二階に降りると、廊下の前方に蝋燭のような明かりと、いくつかの人影が見えた。
「ほら、着いたわよ」
イヴリーンが明るい口調で知らせる。ウィリアムは人影の方に近づき、「ア、アンベールさん……?」と恐る恐る尋ねた。
「ウィル? ウィルか?」
「! アンベールさん……!」
良かった、本物だ! ウィリアムは一気に肩の力を抜いて、走り出した。
「アンベールさん!」
「ウィル! 無事で良かった……置いて行ってしまって、本当にすまなかった」
「いえ……こちらこそ、一人で行動してしまってすみませんでした」
お互いに謝っているうちになんだか可笑しくなってきて、二人は笑い合った。
「……リュカさんも一緒だったんだな」
「はい。警察に電話した後、駆けつけてくれたみたいで……」
「この黒い蝶のおかげで記者くんと合流できたんだよ」
リュカは肩にとまった蝶を指し示した。イヴリーンはとても誇らしい気持ちになった。
「あ、ところで……そちらでニノンちゃんは見つかってますか?」
「ああ。無事に見つかった」
アンベールが手を繋いでいるニノンを掌で指し示すと、ウィリアムは安堵の息を吐いた。
「良かった……あれ? でも、もう一人の……ニナちゃんは?」
「ニナは自らニノンの身代わりとなって、『飴売り』の目的を聞き出してくれているんだ」
「止めたんだけど、全然聞いてくれなかったの」
アンベールとニノンの説明を聴いて、「そうなんだ……」と相槌を打ったウィリアムは、隣でリュカが茫然と立ち尽くしているのに気づいた。リュカの視線の先には、白いワンピースを着た少女の姿があった。
「……イネス?」
リュカは少女に向かって、確かめるように呟いた。少女は首を傾げた。
「え……どうして、私の名前を知ってるの?」
イネス。その名前を聞くと、アンベールは記憶を辿って考えた。
(確か、イネスとリュカさんは幼馴染だったな……この子がイネスなのか? でも、イネスはまだ子どもの姿だ……リュカさんの幼馴染なら、もう大人になっていないとおかしいんじゃないか?)
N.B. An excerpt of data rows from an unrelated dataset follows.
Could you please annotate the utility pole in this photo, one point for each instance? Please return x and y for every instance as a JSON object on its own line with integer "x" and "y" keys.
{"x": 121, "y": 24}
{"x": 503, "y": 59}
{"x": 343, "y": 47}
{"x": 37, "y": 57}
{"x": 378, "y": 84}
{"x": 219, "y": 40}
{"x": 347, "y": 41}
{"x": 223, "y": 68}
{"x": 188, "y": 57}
考え込むアンベールのそばで、リュカはイネスに語りかけた。
「イネス……私のこと、覚えてる? リュカ・バレットだよ。君の幼馴染。もう大人になっちゃったから覚えていないかもしれないけど……ほら、二人でよく遊んだじゃないか」
「……リュカ・バレット?」
「うん。そうだよ」
イネスは思考を巡らせるようにしばらく頭を傾けた後、答えた。